Monday, August 25, 2014

The Liberation of Paris




  Seventy years ago today, Paris was liberated.
     On August 25, 1944, after five years of German Occupation, the Nazi commander and military governor of Paris, General Dietrich von Choltitz, surrendered at the Hôtel Meurice, across from the Tuileries Gardens, one of the places where the French Résistance had started a revolt from the inside.  Enough time had been lost under the Occupation, the freedom fighters felt.  They refused to just sit by and wait for the Allied troops to free the city for them.
     A partial retreat of the German Army started on August 19th and people stayed indoors, so as not to give the retreating soldiers an excuse to vent their bad tempers.  But the streets didn’t remain deserted for long.  The FFI (Forces Françaises de l’Intérieur) - a term coined by French General de Gaulle from his wartime London HQ - took part in skirmishes throughout the French capital.  The Tuileries was one place of insurrection.  The Préfecture de Police on the Ile de la Cité was another one, and the pockmarks of the gun battle between the French and their Nazi overlords are still visible on the facade facing Notre-Dame.  General strikes erupted as of August 18th, but not in time to stop the last convoys to Buchenwald.  Résistance posters sprang up throughout the city.  Many heard the call; at least 1,000 lost their lives.
     Meanwhile, General Eisenhower, the Supreme Allied Commander in Western Europe, had his sights on Germany.  His intention was to head straight for the border, giving Paris a wide berth.  The French capital would take too much time and assets in guerrilla street-by-street warfare, he felt.  Plus he knew that Hitler had ordered Paris to be leveled rather than surrendered; the German army had already set fire to the Grand Palais, a stronghold of the Résistance.
     But de Gaulle, being characteristically de Gaulle, and fearing starvation and reprisals by the Nazis, said that, should Eisenhower do that, he would give the order for the French 2nd Armored Division to liberate the city on its own.  He pointed out to the American general that the Communists had been the leading, and for the first years of the Occupation the only, organized force fighting the Nazis within France.  If Paris were not freed, the way would be open for the Communists to do it themselves and then take over the government.  (As it was, the Communist Party became a respected force in French politics for years after the war because of their role during the Occupation.)  Although the USSR and the USA were Allied partners in this war effort, the specter of the future Cold War was already perceptible.  De Gaulle’s arguments won out.  French Gen. Leclerc led the 2nd Armored Division toward Paris, then through the suburbs and into the capital itself.
     General von Choltitz surrendered at his hotel on August 25th, 1944, and Paris was still standing.  It was a happy day for Paris.
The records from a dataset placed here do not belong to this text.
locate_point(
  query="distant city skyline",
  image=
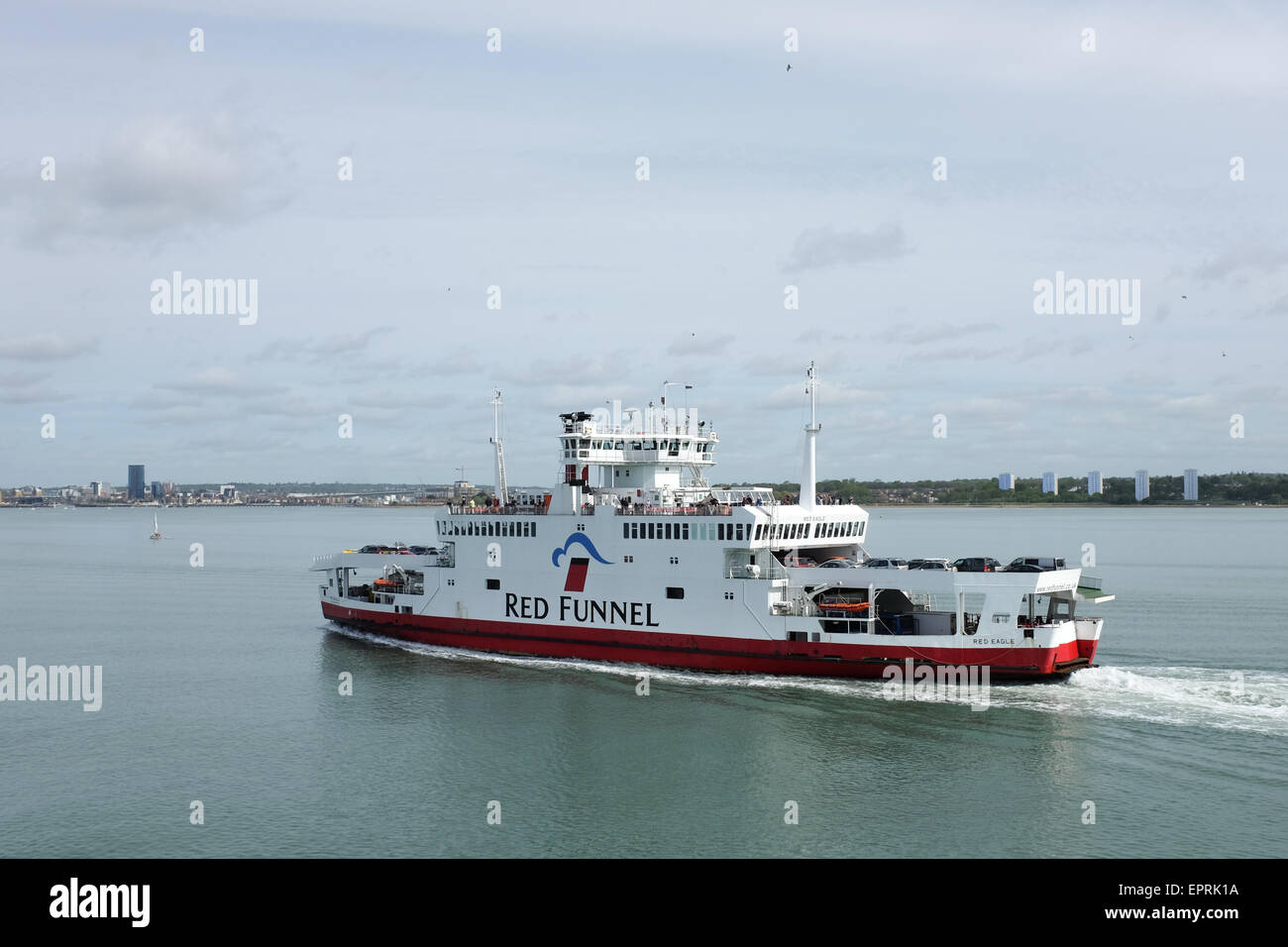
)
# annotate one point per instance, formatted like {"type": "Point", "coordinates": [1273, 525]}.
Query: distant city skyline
{"type": "Point", "coordinates": [416, 219]}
A play called Diplomatie covers the secret meeting between von Choltitz and Swedish consul-general Raoul Nordling, at the request of the Résistance.  No one really knows what was said.  Perhaps, even without Nordling’s intervention, von Choltitz would have disobeyed Hitler’s order to reduce Paris to rubble and refused to detonate all those tons of dynamite placed under every bridge and every monument of the French capital.  But Paris was saved in the end, and that’s all that really counts.
     A movie has since been made with the same leading actors:  Niels Arestrup and André Dussollier.
      I wrote about that play in my blog on October 21, 2011.  You can go back and read it if you want:  http://www.sandyschopbach.blogspot.fr/2011/10/out-and-about-diplomatie.html.
Diplomatie, with André Dussollier & Niels Arestrup

Fittingly, perhaps, this blog about the city I love so much is Blog Number 200 of Sandy’s France.